Preclinical development and clinical safety assessment of a synthetic peptide conjugate enabling endogenous antibody binding to promote innate receptor engagement
- PMID: 40520577
- PMCID: PMC12166800
- DOI: 10.1016/j.omton.2025.200954
Preclinical development and clinical safety assessment of a synthetic peptide conjugate enabling endogenous antibody binding to promote innate receptor engagement
Abstract
Peptide-based vaccines can be used to deliver tumor-specific antigens to dendritic cells (DCs), leading to tumor-directed T cell responses. We previously developed a peptide-peptide conjugate technology enabling in vivo cross-linking of pre-existing tetanus toxin-directed antibodies, facilitating antigen delivery to, and activation of DCs. To achieve this, multiple identical tetanus toxin-derived B cell epitopes (MTTEs) are conjugated to synthetically produce target antigens of choice.

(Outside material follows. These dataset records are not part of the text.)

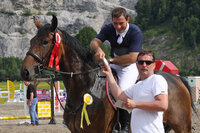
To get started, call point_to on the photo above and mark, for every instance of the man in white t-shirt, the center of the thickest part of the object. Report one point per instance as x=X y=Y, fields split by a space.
x=148 y=98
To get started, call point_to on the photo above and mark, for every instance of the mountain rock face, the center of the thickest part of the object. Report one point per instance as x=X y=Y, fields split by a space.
x=17 y=27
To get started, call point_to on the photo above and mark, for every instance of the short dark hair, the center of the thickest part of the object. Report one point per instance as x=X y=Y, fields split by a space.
x=146 y=52
x=119 y=11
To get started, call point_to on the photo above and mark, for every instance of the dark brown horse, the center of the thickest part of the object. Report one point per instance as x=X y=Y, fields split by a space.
x=73 y=57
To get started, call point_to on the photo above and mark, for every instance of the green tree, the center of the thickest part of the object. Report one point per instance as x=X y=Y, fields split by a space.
x=86 y=35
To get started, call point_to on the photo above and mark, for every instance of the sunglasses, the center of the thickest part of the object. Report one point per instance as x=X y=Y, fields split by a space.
x=148 y=62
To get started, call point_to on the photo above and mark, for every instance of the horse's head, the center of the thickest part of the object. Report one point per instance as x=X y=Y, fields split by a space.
x=41 y=46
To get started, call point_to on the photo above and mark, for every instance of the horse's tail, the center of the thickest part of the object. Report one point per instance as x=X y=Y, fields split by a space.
x=185 y=82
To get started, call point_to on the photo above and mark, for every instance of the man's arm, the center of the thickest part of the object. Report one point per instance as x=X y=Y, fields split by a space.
x=95 y=46
x=126 y=59
x=160 y=104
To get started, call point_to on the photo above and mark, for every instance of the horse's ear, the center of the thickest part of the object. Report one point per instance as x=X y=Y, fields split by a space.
x=37 y=23
x=54 y=23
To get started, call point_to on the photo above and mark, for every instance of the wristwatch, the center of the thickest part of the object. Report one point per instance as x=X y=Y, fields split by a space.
x=111 y=60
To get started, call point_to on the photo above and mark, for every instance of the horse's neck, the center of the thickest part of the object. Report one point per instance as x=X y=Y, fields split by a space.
x=78 y=84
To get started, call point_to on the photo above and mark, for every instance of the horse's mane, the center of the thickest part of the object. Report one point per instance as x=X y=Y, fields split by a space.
x=82 y=51
x=72 y=42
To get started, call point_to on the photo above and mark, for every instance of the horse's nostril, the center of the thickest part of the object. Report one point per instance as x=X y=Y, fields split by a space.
x=25 y=74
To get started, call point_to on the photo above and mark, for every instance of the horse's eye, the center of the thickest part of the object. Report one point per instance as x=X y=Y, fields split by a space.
x=45 y=42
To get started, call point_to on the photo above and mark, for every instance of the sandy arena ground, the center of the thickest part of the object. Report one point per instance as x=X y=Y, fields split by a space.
x=17 y=109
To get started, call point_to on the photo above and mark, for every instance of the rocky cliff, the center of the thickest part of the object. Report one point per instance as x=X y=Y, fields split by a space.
x=17 y=27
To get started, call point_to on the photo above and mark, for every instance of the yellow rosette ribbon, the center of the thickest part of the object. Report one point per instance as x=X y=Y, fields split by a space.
x=88 y=100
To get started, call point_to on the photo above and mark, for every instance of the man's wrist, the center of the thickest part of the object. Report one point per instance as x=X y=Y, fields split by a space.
x=111 y=60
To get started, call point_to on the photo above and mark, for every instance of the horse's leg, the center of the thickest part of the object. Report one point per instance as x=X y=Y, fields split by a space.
x=179 y=110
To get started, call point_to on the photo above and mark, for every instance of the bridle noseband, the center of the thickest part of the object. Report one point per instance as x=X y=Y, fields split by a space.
x=40 y=68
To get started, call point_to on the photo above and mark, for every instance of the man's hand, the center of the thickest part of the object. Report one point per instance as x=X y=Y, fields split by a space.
x=129 y=103
x=99 y=55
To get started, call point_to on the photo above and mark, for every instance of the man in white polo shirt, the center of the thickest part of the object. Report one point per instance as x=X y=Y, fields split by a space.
x=148 y=98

Herein, we describe the generation of a prostate cancer vaccine candidate (TENDU) based on this technology. It includes long synthetic peptides harboring epitopes (CD4 and CD8) from prostate-specific antigen (PAP) and prostate-specific membrane antigen (PSMA). The preclinical efficacy of TENDU was assessed in experimental systems, and safety was evaluated in a rabbit toxicity study and a human whole blood loop assay. We also report the first clinical safety assessment of TENDU. Experimental studies showed that prostate cancer patients mounted anti-MTTE antibodies in response to tetanus vaccination with recall T cell responses detected in two patients. Transgenic humanized HLA-DR4 mice displayed T cell responses and increased anti-MTTE IgG levels after vaccination with a peptide construct including an HLA-DR4 epitope. The vaccine candidate was found safe, and a positive correlation between T cell responses and anti-MTTE antibodies was noted in the first-in-human study.
Keywords: MT: Regular Issue; cancer vaccine; dendritic cells; immunotherapy; peptide-conjugate vaccine; prostate cancer; tetanus toxoid.
© 2025 The Author(s).
Conflict of interest statement
The individual affiliations stated describe the potential conflicts of interest to the industrial parties involved. I.D. holds a current position with AstraZeneca but the work was performed under a separate affiliation and AstraZeneca has no connection to the work presented herein. W.L. has a consultant agreement with Ultimovacs ASA. We have registered patents and patent applications related to this work.